2) So that the end users (us lot) can get the extra value out of the proprietary genre text descriptions that ICE uses, ICE could append their proprietary text to the extended description for us to read.

DeltaMikeCharlie

Quote from: DeltaMikeCharlie on July 15, 2023, 09:30:55 AM"Children's / Youth programs" would have become "Children\'s / Youth programs" and therefore ignored.  When I tried with a manual entry where the apostrophe was not escaped, the description worked.  It would appear that TVH can accepted escaped characters in the text fields, but not the genre fields.
This absolute was nonsense on my part.  The problem with with 'programme' vs 'program' not the escape character.  The escape character only appeared on my data dump screen, not in the actual data sent.

prl

Quote from: DeltaMikeCharlie on July 15, 2023, 11:59:36 AMAll that is needed is the ETSI code that ICE has associated with their proprietary genre text descriptions.

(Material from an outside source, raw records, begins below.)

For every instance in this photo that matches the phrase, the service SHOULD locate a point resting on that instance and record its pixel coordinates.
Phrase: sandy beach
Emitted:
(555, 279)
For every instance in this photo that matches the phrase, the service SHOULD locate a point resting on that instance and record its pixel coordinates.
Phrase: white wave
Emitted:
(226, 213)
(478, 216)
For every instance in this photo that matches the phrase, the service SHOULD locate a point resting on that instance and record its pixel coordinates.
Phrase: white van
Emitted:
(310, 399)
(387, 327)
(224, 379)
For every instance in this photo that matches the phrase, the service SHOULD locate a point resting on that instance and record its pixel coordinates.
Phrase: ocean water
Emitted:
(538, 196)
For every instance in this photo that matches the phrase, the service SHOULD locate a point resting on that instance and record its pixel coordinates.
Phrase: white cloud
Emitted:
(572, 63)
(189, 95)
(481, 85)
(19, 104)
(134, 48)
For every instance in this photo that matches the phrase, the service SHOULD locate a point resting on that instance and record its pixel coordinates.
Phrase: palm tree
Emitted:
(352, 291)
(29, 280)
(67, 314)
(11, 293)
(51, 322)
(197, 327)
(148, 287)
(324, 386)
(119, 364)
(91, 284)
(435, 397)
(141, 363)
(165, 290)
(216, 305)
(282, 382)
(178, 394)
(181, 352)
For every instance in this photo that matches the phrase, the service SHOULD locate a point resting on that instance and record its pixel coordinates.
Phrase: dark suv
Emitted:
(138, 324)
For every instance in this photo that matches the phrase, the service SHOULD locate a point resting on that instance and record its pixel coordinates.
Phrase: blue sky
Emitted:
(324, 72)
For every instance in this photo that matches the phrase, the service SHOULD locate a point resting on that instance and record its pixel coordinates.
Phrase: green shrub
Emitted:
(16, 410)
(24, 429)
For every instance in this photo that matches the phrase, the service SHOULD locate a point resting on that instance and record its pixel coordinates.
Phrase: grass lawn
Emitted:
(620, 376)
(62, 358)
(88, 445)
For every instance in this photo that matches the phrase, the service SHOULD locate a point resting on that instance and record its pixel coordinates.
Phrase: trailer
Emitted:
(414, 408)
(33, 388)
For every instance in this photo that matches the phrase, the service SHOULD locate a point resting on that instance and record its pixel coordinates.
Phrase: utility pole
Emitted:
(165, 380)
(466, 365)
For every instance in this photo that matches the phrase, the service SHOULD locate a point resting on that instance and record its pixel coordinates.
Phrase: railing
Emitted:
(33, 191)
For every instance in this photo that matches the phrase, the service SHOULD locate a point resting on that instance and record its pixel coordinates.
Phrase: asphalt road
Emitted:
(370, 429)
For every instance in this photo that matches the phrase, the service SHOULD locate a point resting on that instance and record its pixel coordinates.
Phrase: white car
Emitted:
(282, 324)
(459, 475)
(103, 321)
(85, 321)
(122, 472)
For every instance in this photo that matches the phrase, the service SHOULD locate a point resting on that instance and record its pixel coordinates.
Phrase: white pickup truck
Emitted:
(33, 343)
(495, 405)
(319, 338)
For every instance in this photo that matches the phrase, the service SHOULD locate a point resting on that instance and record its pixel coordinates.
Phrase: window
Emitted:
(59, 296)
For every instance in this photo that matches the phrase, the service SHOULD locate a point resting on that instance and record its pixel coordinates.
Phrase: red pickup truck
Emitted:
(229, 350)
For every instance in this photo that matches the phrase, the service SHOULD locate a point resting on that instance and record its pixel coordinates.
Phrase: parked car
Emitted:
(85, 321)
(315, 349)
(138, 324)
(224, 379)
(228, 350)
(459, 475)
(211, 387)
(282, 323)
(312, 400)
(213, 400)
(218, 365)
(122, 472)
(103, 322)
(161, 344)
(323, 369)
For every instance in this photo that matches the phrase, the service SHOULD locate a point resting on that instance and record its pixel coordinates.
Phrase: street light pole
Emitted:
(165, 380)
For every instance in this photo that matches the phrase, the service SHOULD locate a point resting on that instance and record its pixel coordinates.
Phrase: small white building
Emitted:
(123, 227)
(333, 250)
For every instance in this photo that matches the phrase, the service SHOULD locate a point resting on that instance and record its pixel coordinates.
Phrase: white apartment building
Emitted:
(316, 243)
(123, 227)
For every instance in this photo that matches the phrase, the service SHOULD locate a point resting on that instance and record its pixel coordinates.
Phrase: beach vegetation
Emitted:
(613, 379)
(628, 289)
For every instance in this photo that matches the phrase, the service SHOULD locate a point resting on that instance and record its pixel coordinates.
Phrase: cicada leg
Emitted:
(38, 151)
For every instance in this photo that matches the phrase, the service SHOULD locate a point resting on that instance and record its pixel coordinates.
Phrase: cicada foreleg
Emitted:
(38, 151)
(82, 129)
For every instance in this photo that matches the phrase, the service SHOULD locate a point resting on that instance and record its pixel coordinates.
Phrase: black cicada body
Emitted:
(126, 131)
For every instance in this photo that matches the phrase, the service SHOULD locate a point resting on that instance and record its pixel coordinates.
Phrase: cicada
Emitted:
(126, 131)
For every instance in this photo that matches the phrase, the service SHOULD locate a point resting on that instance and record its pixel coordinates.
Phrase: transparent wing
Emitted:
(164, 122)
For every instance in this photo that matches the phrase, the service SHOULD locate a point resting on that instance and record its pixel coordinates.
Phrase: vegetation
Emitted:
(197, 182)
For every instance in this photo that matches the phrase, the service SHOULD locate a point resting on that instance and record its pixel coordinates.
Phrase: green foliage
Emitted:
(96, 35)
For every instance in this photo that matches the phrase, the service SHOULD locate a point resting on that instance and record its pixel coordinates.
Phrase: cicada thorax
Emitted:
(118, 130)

Unfortunately, that's not all that's needed. More than half of the IceTV genres have 0 as their ETSI code. The ETSI code 0 is "undefined content" (in fact the whole range 0x00 to 0x0f is "undefined content").

There are doubled-up non-zero codes, too. For example, "Business & Finance", "Parliament" and "Society & Culture" all have code 128. "Crime", "Murder", "Mystery" and "Thriller" are all code 17, and there are a lot more examples.

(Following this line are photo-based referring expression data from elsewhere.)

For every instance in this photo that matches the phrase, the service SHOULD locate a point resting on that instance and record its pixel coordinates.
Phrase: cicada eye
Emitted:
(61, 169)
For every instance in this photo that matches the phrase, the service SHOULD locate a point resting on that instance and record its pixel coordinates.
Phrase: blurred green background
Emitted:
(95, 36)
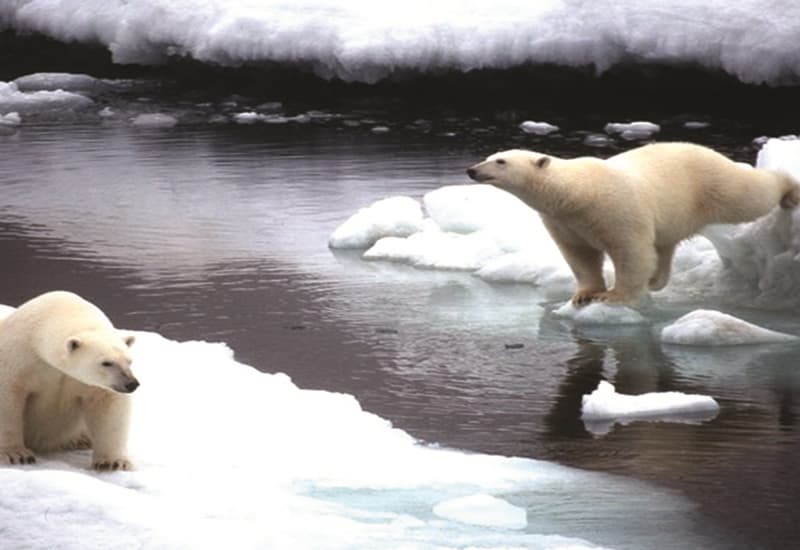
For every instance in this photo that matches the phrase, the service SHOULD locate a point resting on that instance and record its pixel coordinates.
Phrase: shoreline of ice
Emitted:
(245, 465)
(479, 229)
(365, 42)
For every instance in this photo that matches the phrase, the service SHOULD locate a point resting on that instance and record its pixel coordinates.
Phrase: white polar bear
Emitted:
(64, 375)
(636, 207)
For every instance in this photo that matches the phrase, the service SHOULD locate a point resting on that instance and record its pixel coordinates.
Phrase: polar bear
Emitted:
(65, 373)
(635, 207)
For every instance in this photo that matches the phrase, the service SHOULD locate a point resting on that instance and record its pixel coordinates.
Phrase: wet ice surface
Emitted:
(219, 231)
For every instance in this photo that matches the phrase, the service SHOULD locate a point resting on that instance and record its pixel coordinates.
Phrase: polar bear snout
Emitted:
(474, 172)
(129, 387)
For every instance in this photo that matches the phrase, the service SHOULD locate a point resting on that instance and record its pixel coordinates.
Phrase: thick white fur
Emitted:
(636, 207)
(64, 375)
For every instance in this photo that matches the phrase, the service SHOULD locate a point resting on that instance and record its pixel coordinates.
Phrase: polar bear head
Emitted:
(515, 171)
(100, 358)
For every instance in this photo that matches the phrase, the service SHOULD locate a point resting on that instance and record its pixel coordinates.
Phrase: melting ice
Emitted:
(365, 41)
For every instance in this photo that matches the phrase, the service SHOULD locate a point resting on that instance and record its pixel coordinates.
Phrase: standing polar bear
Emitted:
(636, 207)
(65, 373)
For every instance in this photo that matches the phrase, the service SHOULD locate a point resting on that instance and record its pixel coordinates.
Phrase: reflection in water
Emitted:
(221, 234)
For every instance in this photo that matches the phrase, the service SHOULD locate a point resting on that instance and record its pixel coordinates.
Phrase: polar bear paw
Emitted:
(585, 297)
(17, 455)
(80, 443)
(112, 464)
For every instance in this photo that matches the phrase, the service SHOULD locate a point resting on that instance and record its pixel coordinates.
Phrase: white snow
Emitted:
(248, 458)
(713, 328)
(69, 82)
(538, 128)
(10, 119)
(154, 120)
(483, 510)
(598, 313)
(604, 406)
(392, 217)
(633, 130)
(366, 41)
(479, 228)
(14, 100)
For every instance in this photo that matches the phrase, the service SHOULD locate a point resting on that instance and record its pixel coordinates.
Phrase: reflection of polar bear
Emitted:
(63, 372)
(635, 206)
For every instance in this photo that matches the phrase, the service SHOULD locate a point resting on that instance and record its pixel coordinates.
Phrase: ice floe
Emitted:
(604, 407)
(713, 328)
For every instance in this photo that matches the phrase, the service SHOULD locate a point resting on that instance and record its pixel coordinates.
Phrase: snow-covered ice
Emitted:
(481, 229)
(249, 458)
(391, 217)
(12, 99)
(538, 128)
(632, 130)
(482, 509)
(604, 406)
(366, 41)
(154, 120)
(713, 328)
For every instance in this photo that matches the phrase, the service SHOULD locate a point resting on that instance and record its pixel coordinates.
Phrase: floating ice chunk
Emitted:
(392, 217)
(248, 117)
(632, 130)
(436, 249)
(543, 266)
(597, 140)
(467, 208)
(598, 313)
(10, 119)
(60, 81)
(483, 510)
(12, 99)
(154, 120)
(604, 404)
(538, 128)
(704, 327)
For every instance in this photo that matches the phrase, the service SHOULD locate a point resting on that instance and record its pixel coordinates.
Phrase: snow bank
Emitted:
(392, 217)
(154, 120)
(483, 510)
(248, 457)
(604, 406)
(13, 100)
(713, 328)
(366, 41)
(598, 313)
(479, 228)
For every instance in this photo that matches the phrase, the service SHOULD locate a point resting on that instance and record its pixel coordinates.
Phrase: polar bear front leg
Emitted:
(663, 268)
(12, 428)
(108, 423)
(586, 264)
(634, 265)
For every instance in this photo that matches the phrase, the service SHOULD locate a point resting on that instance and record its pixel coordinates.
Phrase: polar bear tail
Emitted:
(791, 198)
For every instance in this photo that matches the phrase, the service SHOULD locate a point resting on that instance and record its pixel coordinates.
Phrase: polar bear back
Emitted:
(688, 186)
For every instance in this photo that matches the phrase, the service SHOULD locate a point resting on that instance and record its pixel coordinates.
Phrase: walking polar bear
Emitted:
(636, 207)
(65, 373)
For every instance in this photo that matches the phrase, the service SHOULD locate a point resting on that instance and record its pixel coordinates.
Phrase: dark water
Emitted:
(219, 232)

It can be done (because I've done it), but it may be more complicated than you expect.

Peter
Beyonwiz T4 in-use
Beyonwiz T2, T3, T4, U4 & V2 for testing

DeltaMikeCharlie

I'm sorry, I'm not quite sure that I see the problem:

ICE 'Business & Finance' + '0x80' = ETSI 'Social / Political issues / Economics'
ICE 'Parliament' + '0x80' = ETSI 'Social / Political issues / Economics'
ICE 'Society & Culture' + '0x80' = ETSI 'Social / Political issues / Economics'
ICE 'Crime' + '0x11' = ETSI 'Detective / Thriller'
ICE 'Murder' + '0x11' = ETSI 'Detective / Thriller'
ICE 'Mystery' + '0x11' = ETSI 'Detective / Thriller'
ICE 'Thriller' + '0x11' = ETSI 'Detective / Thriller'

All of these proprietary ICE descriptions seem to have been mapped to reasonable ETSI equivalents.  The mapping, however, will never be perfect.

As for the null (and other invalid) values, I only see that as a potential issue if there are no other genres for that event.  For the sample EPG entry that I provided earlier, both 'Real Life' and 'Mini Series' are invalid codes, however, 'Documentary' and 'Society & Culture' are still valid genres.  The only issue that I can see is that perhaps ICE could have added their version of ETSI 0xA1 'Tourism / Travel' if they have one.

Adding the text for the proprietary ICE descriptions to the end of the extended description would still allow the proprietary descriptions without ETSI equivalents to be useful.

I too have implemented a solution for my Topfield TAP.  I read through all of the genres that ICE provides.  Every text item is appended to the extended description and the first non-null value is fed into the firmware's EPG (it can only store 1 genre) via its ETSI code.

As long as we have TVH as the back end, and as long as that back end only recognises ETSI genres, then we need to provide ETSI genre data.  To the best of my knowledge, TVH can also receive/record ATSC broadcasts.  The ATSC genre codes are very different to the ETSI codes.  If TVH is updated in the future to accommodate ATSC genres, perhaps ICE could make use of that feature.

Consideration also needs to be given to the front end, Kodi.  Unless it can somehow make use of custom genres, then we are stuck once more.  From previous investigations into the Kodi language files, I only remember finding ETSI descriptions.

I look forward to ICE's solution once implemented.